Voor Big / Tumor Specimens: ontkalk nooit een volledig specimen voordat u eerst een behandelend arts raadpleegt:

  • Controleer of er een bestaande recente niet-ontkalkte biopsie is.
  • probeer altijd zacht weefsel te isoleren zonder ontkalking:
    • zachte tumor naast bot
    • zachte tumor binnen bot
    • niet-kalkhoudende tumor
  • als niet aan deze bovenstaande twee criteria wordt voldaan, bepaal dan de mate van HCL vs EDTA in overleg met een aanwezige.
    • voorbeelden van deze gevallen kunnen voornamelijk ossified tumor (zoals osteosarcoom) of tumor diffuus infiltrerend bot zonder zachte component zijn.

voor biopsieën:

  • alle biopten van niet-Heme botkernen MOETEN in EDTA worden ontkalkt, omdat de noodzaak voor moleculaire tests niet altijd kan worden voorspeld. Zie Core biopsie Grossingpagina voor meer informatie.
  • voor orale monsters die ontkalking nodig hebben, zie de pagina voor extractie van orale biopsie voor specifieke instructies.

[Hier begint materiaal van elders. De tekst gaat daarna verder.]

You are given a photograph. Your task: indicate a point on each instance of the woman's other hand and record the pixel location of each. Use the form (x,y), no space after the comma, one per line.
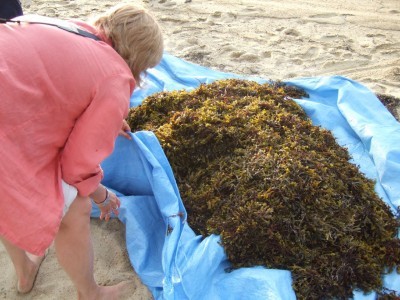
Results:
(107,202)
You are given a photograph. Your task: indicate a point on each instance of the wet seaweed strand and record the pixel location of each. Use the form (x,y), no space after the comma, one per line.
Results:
(280,191)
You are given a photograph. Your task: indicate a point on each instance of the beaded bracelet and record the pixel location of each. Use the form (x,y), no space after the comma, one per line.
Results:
(106,201)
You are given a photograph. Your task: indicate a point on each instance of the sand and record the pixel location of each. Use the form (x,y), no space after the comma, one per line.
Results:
(273,39)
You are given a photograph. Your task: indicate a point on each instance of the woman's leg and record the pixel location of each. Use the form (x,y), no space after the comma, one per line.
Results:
(26,266)
(75,252)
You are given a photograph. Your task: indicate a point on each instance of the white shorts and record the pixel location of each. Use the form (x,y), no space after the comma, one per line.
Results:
(70,192)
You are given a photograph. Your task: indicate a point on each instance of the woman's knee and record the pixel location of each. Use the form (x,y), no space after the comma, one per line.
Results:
(79,211)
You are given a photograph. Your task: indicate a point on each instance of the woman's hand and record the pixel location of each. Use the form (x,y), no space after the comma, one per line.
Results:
(125,129)
(107,202)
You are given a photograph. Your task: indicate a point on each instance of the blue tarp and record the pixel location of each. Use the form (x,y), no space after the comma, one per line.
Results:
(167,255)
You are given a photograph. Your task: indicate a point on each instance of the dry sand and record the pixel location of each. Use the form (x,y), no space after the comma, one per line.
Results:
(273,39)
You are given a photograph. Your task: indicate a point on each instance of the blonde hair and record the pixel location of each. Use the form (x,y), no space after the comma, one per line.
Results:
(135,35)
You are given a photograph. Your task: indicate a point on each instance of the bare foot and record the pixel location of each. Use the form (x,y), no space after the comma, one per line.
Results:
(119,291)
(26,282)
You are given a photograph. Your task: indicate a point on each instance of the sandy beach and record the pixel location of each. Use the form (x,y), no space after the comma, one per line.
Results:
(273,39)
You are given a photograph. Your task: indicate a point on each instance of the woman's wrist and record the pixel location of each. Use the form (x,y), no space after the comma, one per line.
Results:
(105,198)
(100,194)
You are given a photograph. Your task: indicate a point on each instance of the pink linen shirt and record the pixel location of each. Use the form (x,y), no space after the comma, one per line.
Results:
(63,98)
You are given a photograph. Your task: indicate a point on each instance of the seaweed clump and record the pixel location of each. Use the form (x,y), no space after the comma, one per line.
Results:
(391,103)
(279,191)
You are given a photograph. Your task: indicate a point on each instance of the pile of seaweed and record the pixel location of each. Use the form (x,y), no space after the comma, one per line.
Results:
(391,103)
(281,192)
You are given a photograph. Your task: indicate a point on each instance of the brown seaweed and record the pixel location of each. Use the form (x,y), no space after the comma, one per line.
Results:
(280,191)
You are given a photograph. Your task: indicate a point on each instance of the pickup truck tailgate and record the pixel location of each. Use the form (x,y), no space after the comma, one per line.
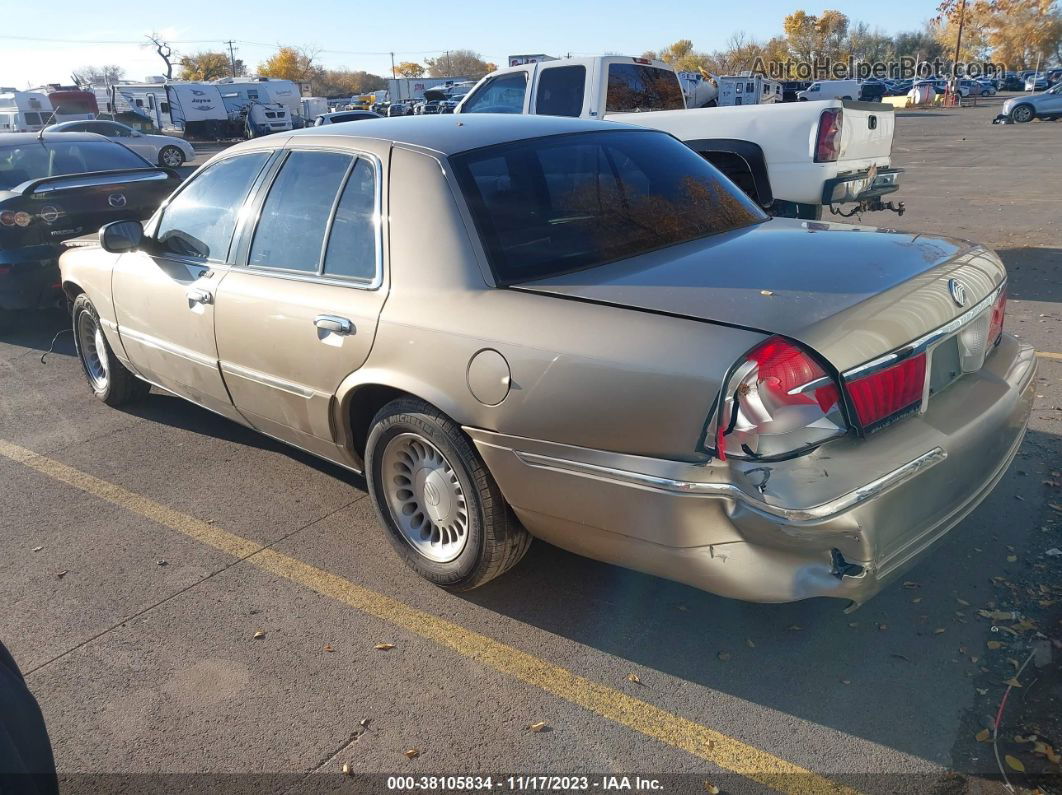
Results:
(867,131)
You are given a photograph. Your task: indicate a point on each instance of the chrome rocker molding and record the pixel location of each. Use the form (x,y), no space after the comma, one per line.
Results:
(729,490)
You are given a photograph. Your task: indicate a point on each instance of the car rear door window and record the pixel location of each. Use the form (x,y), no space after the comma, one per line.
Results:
(353,243)
(501,94)
(294,219)
(200,220)
(561,90)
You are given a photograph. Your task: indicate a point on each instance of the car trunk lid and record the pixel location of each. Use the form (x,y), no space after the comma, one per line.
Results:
(852,293)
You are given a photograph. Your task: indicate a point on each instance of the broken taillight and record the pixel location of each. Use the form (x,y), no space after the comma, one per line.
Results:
(827,144)
(888,394)
(778,401)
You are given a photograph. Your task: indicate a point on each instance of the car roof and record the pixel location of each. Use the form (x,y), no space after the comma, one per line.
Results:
(15,138)
(451,134)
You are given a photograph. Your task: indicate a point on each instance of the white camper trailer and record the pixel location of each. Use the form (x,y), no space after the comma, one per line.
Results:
(23,111)
(748,89)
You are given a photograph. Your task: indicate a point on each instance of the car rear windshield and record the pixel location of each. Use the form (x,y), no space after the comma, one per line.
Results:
(36,159)
(564,203)
(636,88)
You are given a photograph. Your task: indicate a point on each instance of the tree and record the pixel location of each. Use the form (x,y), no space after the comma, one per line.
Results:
(165,52)
(409,69)
(291,63)
(101,75)
(458,64)
(208,66)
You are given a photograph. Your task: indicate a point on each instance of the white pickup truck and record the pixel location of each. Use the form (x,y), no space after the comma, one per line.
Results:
(793,158)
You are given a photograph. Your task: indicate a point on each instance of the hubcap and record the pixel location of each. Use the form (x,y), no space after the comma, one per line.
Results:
(93,351)
(425,498)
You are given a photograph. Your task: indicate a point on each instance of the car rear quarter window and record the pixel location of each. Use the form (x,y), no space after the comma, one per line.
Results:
(353,242)
(635,87)
(294,219)
(552,205)
(200,220)
(561,90)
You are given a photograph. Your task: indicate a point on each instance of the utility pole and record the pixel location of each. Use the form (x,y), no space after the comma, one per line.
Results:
(232,55)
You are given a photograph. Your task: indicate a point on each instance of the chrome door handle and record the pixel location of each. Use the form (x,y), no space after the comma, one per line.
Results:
(199,296)
(335,324)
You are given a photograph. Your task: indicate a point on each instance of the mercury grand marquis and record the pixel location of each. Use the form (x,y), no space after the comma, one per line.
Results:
(579,331)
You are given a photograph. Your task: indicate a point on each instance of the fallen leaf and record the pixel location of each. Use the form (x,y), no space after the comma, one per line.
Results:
(1013,763)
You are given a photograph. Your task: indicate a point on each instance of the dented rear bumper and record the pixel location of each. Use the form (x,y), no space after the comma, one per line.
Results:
(840,521)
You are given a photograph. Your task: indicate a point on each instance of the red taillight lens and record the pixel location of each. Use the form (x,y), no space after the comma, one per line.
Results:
(889,393)
(778,401)
(995,321)
(827,143)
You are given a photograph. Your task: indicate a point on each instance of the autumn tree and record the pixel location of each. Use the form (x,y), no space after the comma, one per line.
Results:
(208,66)
(291,63)
(409,69)
(458,64)
(101,75)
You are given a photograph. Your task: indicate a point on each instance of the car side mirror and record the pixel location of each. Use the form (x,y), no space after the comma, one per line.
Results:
(121,236)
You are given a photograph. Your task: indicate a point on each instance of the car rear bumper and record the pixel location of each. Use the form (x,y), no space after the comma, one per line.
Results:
(839,522)
(29,277)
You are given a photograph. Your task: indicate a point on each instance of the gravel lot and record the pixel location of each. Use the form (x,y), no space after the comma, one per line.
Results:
(135,625)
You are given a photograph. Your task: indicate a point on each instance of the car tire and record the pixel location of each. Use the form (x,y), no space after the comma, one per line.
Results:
(1023,114)
(108,378)
(443,511)
(171,157)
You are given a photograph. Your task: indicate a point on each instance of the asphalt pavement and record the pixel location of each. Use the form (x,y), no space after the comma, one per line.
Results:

hard weefsel waarvoor moleculaire tests (NGS, FISH, enz.) nodig kunnen zijn, mag niet in zuur (HCl) worden ontkalkt. Het moet worden ontkalkt met een zachte decalcifier (EDTA). Vraag een PA als je EDTA nodig hebt.

geen TUMOR mag volledig worden ontkalkt in HCl. Als meerdere secties / cassettes ontkalking vereisen, moet u sommige isoleren voor zachte EDTA ontkalking, na fixatie.

Hoe moet ik elk van deze decalcifiers gebruiken?

  • voor HCl, klein weefsel: als uw te ontkalken Weefsel klein is en al in een cassette zit, kan het worden ontkalkt in de gemeenschappelijke HCL-pot. Zorg ervoor dat u uw behuizing inlogt en elke dag controleert of u plooibaar bent of dat u met een mes kunt snijden. Als weefsel is niet klaar na 3 dagen – neem dan contact op met een PA of het bijwonen van de volgende beste stappen te bepalen.
  • voor HCl, groot Weefsel: Als het weefsel groot en intact is, moet het in zijn eigen container worden geplaatst met een sticker (naam van de patiënt, MRN, surg path #) en handgeschreven HCl-sticker op de container.
  • voor alle HCl: was de cassettes gedurende 10 minuten onder stromend water vóór HCl-ontkalking (d.w.z. bij het overzetten van formaline naar HCl) en na HCl-ontkalking (d.w.z. bij het overzetten van HCl terug naar formaline).
  • voor EDTA: er is momenteel geen gemeenschappelijke jar voor EDTA. Gebruik een aparte container met een sticker (naam patiënt, MRN, surg path #) en handgeschreven EDTA-sticker op de container.
  • wanneer is Weefsel “klaar”? Weefsel is voldoende ontkalkt wanneer het kan worden gesneden met een mes of buigzaam is.

Hoe wordt het ontkalkingsproces gefactureerd?

het factureringsteam verifieert de noodzaak van de ontkalkingskosten door twee items te zoeken:

  • het woord ” ontkalkt “of de zinsnede” ingediend na ontkalking ” in de brutomschrijving / samenvatting van de cassette.
  • een ontkalkingslading aanwezig als een vlek in CoPath.

de decallading wordt automatisch gekoppeld aan bepaalde part-types zoals botbiopsie, botfragmenten, botresectie (88309), enz. In deze gevallen, als u het weefsel niet hoeft te decaleren, verwijdert u de stickerlading.

als de stickerlading nog niet met elkaar verbonden is (incidentele Calc ‘ s in de schildklier, leiomyoom, enz.), voeg handmatig de sticker lading in de vlek/proces veld en documenteer het in uw bruto beschrijving. U hoeft geen cassette # in CoPath op te geven, maar specificeer de decaled cassette(s) in de bruto beschrijving. De lading moet eenmaal per container worden toegevoegd, ongeacht het aantal afgeschuinde cassettes. Elke container waarvoor sticker wordt gebruikt moet de sticker “vlek hebben.”